IT Downtime and DDoS Attack Cost Calculator 2026
Calculate hourly and total downtime costs including revenue loss, productivity impact, SLA penalties, and recovery expenses. Accounts for time-of-day sensitivity and industry-specific factors.
Downtime Parameters
Configure your downtime scenario
Get hourly and total cost estimates
Downtime Cost by Company Size
| Company Size | Hourly Cost Range | Annualized Cost |
|---|---|---|
| SMB (<$50M) | $8K - $74K | $120K - $540K |
| Mid-Market ($50M-$500M) | $74K - $360K | $540K - $2.6M |
| Enterprise ($500M-$5B) | $360K - $1.2M | $2.6M - $8.8M |
| Large Enterprise ($5B+) | $1.2M - $5.6M | $8.8M - $40M |
Sources: ITIC 2025 Hourly Cost of Downtime Survey, Gartner 2025. Annualized figures assume 3-8 significant outages per year.

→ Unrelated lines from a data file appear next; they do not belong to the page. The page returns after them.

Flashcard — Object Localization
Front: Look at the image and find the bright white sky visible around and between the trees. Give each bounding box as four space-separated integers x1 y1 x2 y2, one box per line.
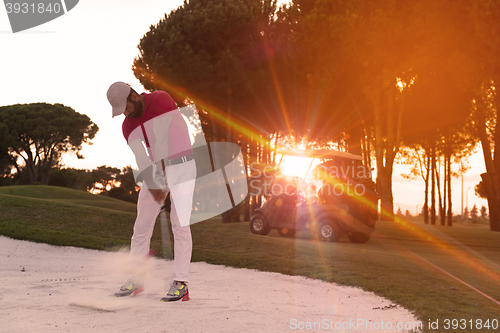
0 0 487 214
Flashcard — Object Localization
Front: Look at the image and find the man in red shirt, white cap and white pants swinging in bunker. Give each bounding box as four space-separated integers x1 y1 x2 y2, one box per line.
107 82 196 302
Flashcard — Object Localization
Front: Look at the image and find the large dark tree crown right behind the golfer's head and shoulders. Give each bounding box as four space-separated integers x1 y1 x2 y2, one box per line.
132 0 282 141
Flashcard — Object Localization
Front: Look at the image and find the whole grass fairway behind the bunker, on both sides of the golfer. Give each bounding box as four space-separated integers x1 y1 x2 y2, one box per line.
0 186 500 332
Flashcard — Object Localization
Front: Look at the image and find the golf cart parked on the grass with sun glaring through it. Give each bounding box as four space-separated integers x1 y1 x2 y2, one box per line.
250 150 379 243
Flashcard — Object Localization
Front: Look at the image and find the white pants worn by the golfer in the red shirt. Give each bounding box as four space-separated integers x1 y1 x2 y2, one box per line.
131 160 196 282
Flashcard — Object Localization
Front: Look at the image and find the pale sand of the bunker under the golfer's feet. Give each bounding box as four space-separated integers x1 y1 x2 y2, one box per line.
0 236 417 332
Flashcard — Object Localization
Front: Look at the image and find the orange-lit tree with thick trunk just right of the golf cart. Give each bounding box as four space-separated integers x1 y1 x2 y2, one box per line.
345 1 416 220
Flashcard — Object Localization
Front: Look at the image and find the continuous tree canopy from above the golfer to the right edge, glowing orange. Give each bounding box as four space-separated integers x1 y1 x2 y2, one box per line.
133 0 500 230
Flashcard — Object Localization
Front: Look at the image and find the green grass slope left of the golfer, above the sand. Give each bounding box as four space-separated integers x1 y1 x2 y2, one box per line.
0 190 135 250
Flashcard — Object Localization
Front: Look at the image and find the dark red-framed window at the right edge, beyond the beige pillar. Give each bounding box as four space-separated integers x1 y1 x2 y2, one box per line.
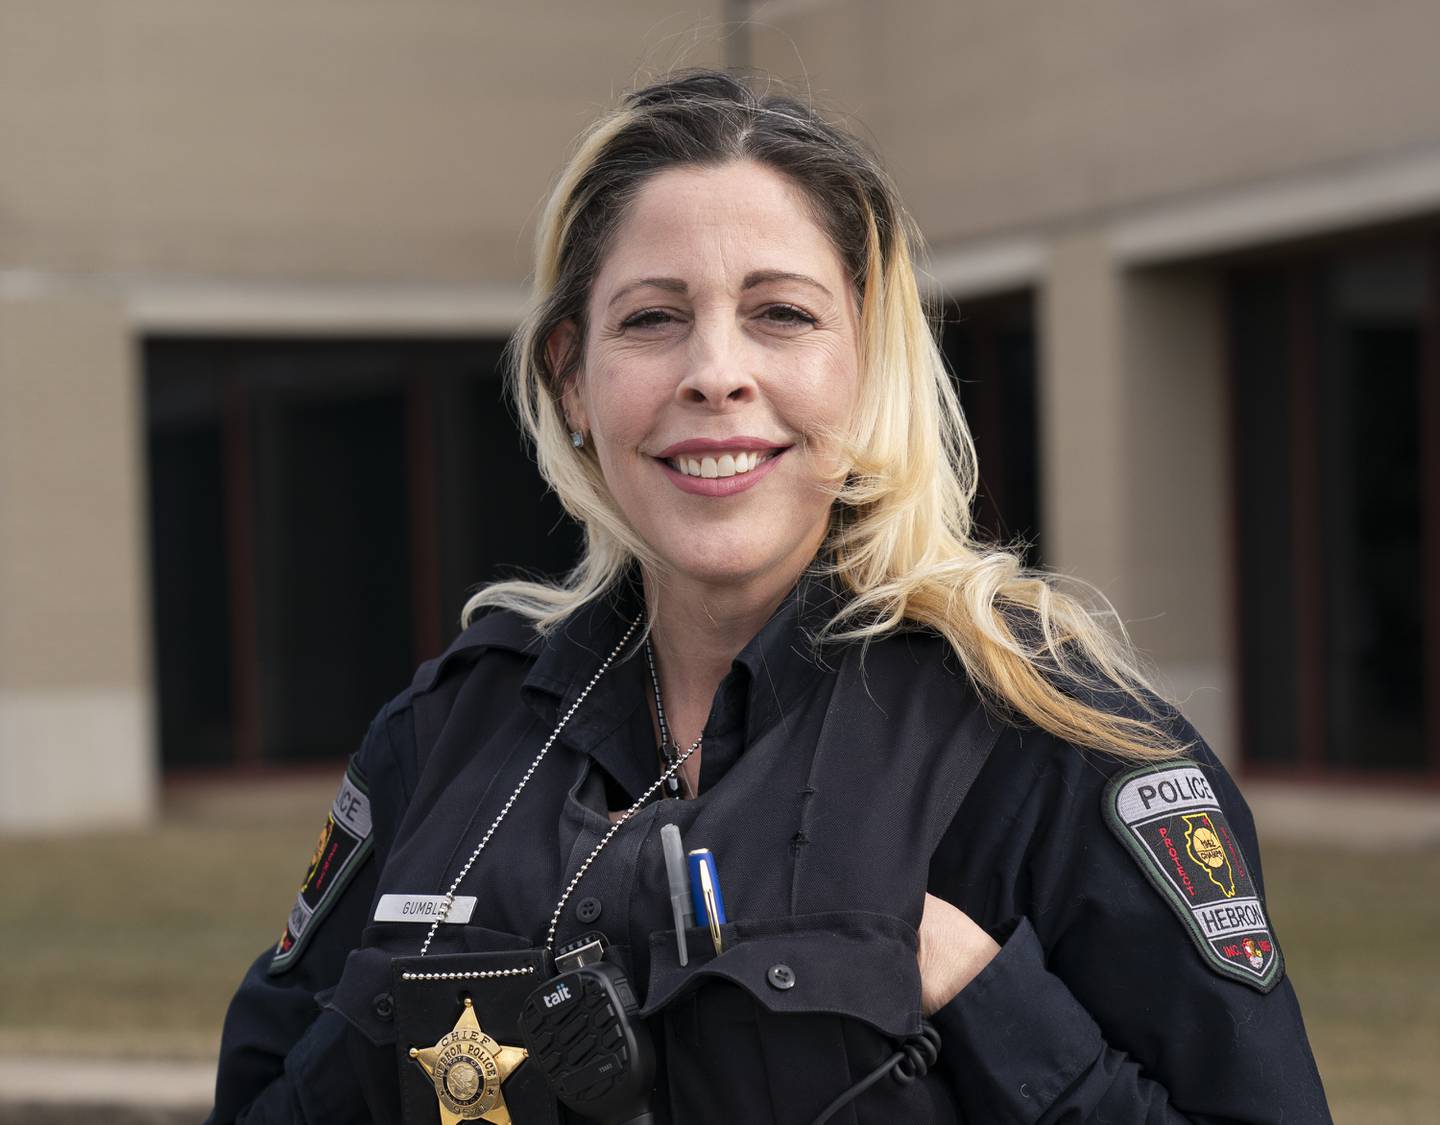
1228 239 1440 774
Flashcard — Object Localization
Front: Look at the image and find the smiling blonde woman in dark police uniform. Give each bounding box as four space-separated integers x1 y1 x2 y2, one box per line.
213 72 1328 1125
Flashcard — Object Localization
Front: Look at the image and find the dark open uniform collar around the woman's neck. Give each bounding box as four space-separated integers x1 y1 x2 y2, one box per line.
521 570 840 792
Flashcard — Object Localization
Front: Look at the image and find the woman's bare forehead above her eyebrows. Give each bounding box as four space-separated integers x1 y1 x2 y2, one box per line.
595 161 844 302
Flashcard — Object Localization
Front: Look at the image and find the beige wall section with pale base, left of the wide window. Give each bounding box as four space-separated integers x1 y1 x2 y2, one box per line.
0 297 157 830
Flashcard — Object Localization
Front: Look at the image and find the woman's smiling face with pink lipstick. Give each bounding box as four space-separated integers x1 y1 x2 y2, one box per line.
566 161 860 596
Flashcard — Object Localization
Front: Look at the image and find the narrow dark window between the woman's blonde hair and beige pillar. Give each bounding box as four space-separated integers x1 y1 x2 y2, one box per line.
940 292 1041 565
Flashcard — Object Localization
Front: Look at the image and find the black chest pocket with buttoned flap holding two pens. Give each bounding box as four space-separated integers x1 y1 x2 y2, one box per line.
642 910 956 1125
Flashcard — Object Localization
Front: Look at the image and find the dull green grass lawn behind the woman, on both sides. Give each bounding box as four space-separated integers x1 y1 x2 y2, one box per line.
0 784 1440 1125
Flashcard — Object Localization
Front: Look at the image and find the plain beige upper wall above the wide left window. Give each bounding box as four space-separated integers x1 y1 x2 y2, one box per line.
0 0 719 285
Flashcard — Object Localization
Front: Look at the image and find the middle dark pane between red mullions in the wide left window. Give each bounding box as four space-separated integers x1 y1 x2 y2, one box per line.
250 385 420 762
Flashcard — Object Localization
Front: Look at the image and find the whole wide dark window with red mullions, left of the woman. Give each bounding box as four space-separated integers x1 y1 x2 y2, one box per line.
144 339 579 766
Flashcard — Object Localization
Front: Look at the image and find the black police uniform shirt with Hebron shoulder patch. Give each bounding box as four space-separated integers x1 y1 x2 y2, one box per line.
210 581 1329 1125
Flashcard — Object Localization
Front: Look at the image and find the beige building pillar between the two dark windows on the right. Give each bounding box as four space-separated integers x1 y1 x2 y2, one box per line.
1038 241 1238 759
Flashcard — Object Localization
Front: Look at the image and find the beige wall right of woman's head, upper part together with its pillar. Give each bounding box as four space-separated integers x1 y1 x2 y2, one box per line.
756 0 1440 759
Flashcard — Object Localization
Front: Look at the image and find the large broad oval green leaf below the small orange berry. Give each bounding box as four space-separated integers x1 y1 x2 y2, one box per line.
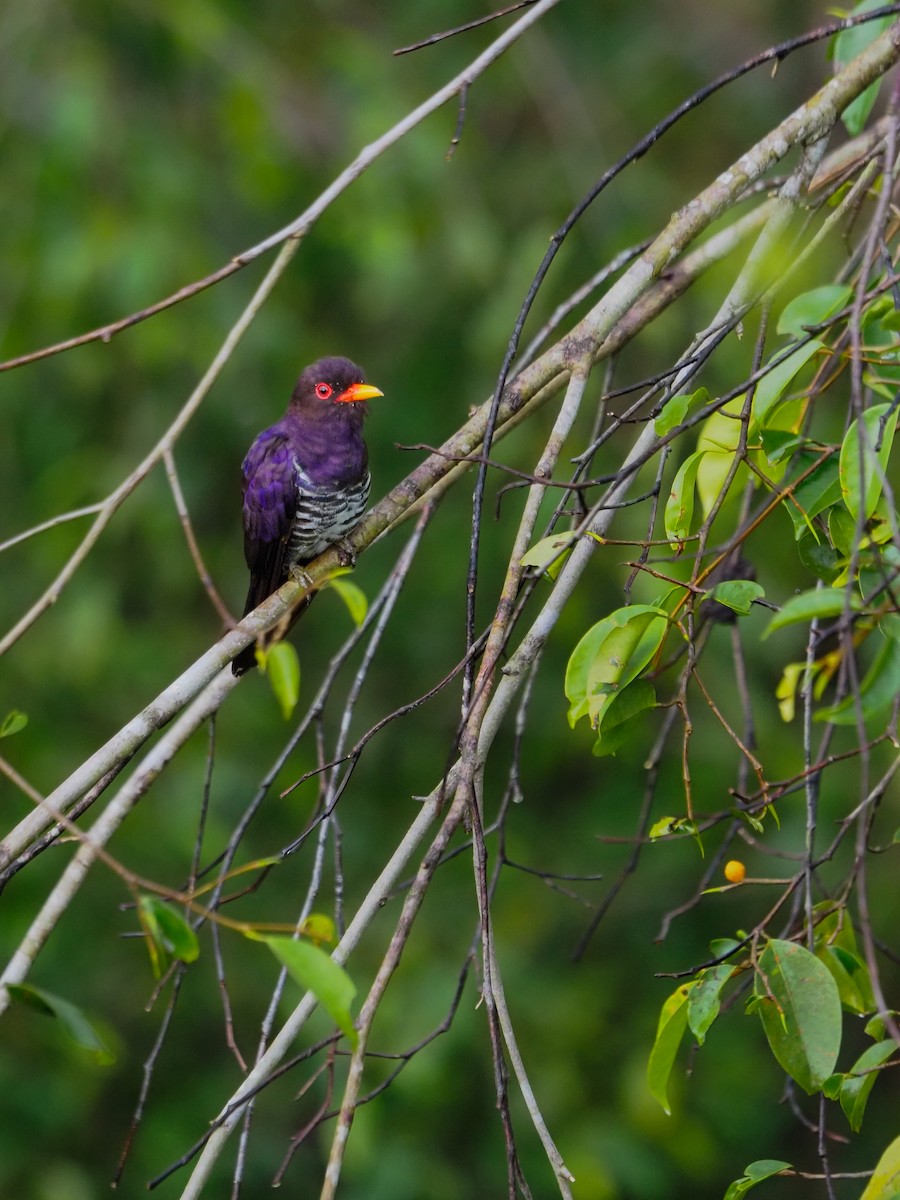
755 938 841 1096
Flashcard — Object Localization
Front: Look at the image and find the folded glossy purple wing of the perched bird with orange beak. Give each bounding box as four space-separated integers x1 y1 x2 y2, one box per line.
242 426 296 616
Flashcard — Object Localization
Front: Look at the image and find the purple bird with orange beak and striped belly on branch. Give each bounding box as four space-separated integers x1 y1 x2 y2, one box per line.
232 356 384 676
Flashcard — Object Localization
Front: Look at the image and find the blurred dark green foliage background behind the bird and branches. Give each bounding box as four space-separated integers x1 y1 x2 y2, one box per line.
0 0 898 1200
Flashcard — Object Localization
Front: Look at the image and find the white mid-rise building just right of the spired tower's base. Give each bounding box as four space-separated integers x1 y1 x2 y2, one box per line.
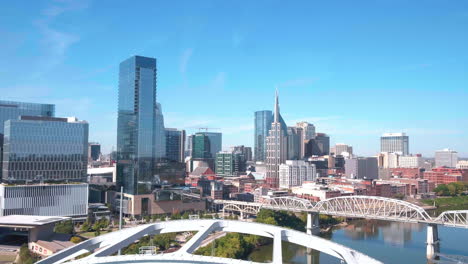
279 160 316 189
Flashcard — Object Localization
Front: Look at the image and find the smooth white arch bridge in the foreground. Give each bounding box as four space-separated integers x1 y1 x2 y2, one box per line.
37 220 381 264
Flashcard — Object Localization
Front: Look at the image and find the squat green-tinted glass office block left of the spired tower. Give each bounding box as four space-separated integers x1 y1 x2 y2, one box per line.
215 151 246 177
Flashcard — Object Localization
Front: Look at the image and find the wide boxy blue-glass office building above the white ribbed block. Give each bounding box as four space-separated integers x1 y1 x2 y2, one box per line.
3 116 89 182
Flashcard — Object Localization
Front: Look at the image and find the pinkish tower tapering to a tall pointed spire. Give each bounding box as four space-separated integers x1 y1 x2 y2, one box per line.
265 91 288 188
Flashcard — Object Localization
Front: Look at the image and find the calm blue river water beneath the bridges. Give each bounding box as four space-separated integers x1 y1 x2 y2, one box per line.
249 220 468 264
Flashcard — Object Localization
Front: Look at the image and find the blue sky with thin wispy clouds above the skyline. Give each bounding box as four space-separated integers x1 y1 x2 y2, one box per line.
0 0 468 156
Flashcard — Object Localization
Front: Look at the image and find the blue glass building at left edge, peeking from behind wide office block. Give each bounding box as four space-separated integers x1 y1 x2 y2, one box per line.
0 100 55 177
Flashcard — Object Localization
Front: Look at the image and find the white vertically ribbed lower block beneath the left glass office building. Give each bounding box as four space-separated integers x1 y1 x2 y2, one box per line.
0 183 88 217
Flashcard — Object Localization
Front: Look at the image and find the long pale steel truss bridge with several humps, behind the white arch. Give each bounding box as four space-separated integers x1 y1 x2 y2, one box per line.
214 196 468 228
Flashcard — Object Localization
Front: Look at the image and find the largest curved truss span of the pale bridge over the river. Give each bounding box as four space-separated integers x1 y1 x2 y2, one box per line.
313 196 432 222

Industry Downtime Cost Comparison
| Industry | Avg Hourly Cost | Peak Hourly Cost | Avg Duration |
|---|---|---|---|
| Financial Services | $495K | $1.2M | 1.8 hrs |
| E-commerce / Retail | $195K | $840K | 2.4 hrs |
| Healthcare | $636K | $1.4M | 3.1 hrs |
| Manufacturing | $260K | $520K | 4.6 hrs |
| SaaS / B2B Tech | $350K | $780K | 1.2 hrs |
| Media / Streaming | $280K | $650K | 0.8 hrs |
| Government | $145K | $290K | 6.2 hrs |
| Energy / Utilities | $410K | $890K | 5.1 hrs |
DDoS Attack Cost Analysis
Avg DDoS Duration
1.2 hrs
Cloudflare 2025
Avg Mitigation Cost
$40K
per incident
Revenue Impact
$120K
per hour during attack
DDoS Protection Cost
$3K-15K
per month, enterprise
DDoS attacks increased 46% in 2025 (Cloudflare Radar). The average attack lasts 1.2 hours but volumetric attacks targeting financial services can persist for 6+ hours. DDoS protection ($3K-$15K/month for enterprise) pays for itself after preventing a single significant attack. The cost of unprotected DDoS includes not just direct revenue loss but SLA penalties, customer support surge costs, and incident response time.
Peak vs Off-Peak Cost Multiplier
Peak Hours
1.5x
Black Friday, market open, product launch
Business Hours
1.0x
Standard weekday business hours
Off-Peak
0.4x
Evenings, early morning
Weekend
0.3x
Saturday, Sunday
An e-commerce outage on Black Friday can cost 3-5x more per hour than the same outage on a Tuesday morning. Financial services firms face peak costs during market hours, while B2B SaaS companies see relatively flat costs across business hours. Use the calculator above to model time-of-day sensitivity for your organization.
Downtime Cost FAQ
What is the average cost of IT downtime per hour?
For enterprises, the average is $300,000+ per hour (ITIC 2025). However, this figure masks enormous variation: a small SaaS startup might lose $8,000 per hour while a large financial institution could lose $5.6 million. The right number for your organization depends on revenue, IT dependency percentage, and industry.
How does downtime cost differ from breach cost?
Downtime cost is primarily driven by revenue loss and productivity loss, which occur in real-time. Breach costs include long-tail expenses like regulatory fines, customer notification, and reputation damage that unfold over months. A single incident can incur both costs simultaneously.
What are SLA penalties for downtime?
SLA penalties typically scale with downtime duration. A 99.9% SLA allows 8.76 hours of downtime per year. Exceeding this triggers credits of 10-30% of monthly fees. Some enterprise contracts include direct financial penalties of $10K-$100K per hour of unplanned downtime beyond SLA thresholds.
How much does DDoS protection cost?
Enterprise DDoS protection ranges from $3,000 to $15,000 per month depending on bandwidth capacity and response SLA. Cloud-based solutions (Cloudflare, AWS Shield, Akamai) start at $3K/month, while dedicated scrubbing centers for large organizations run $10K-$15K/month.
What is the ROI of reducing MTTR by one hour?
For a $500M company with 80% IT dependency, reducing MTTR by one hour saves approximately $45,000-$120,000 per incident. With 5 significant outages per year, that is $225K-$600K in annual savings. Investments in observability, automated remediation, and on-call processes drive MTTR reduction.
How do you calculate productivity loss during downtime?
We use the formula: affected employees x average loaded cost per hour ($75 for a typical knowledge worker) x downtime hours x productivity impact factor. Not all employees lose 100% productivity during an outage, so we apply an industry-specific factor (e.g., 90% for financial services, 60% for manufacturing with mixed manual/IT processes).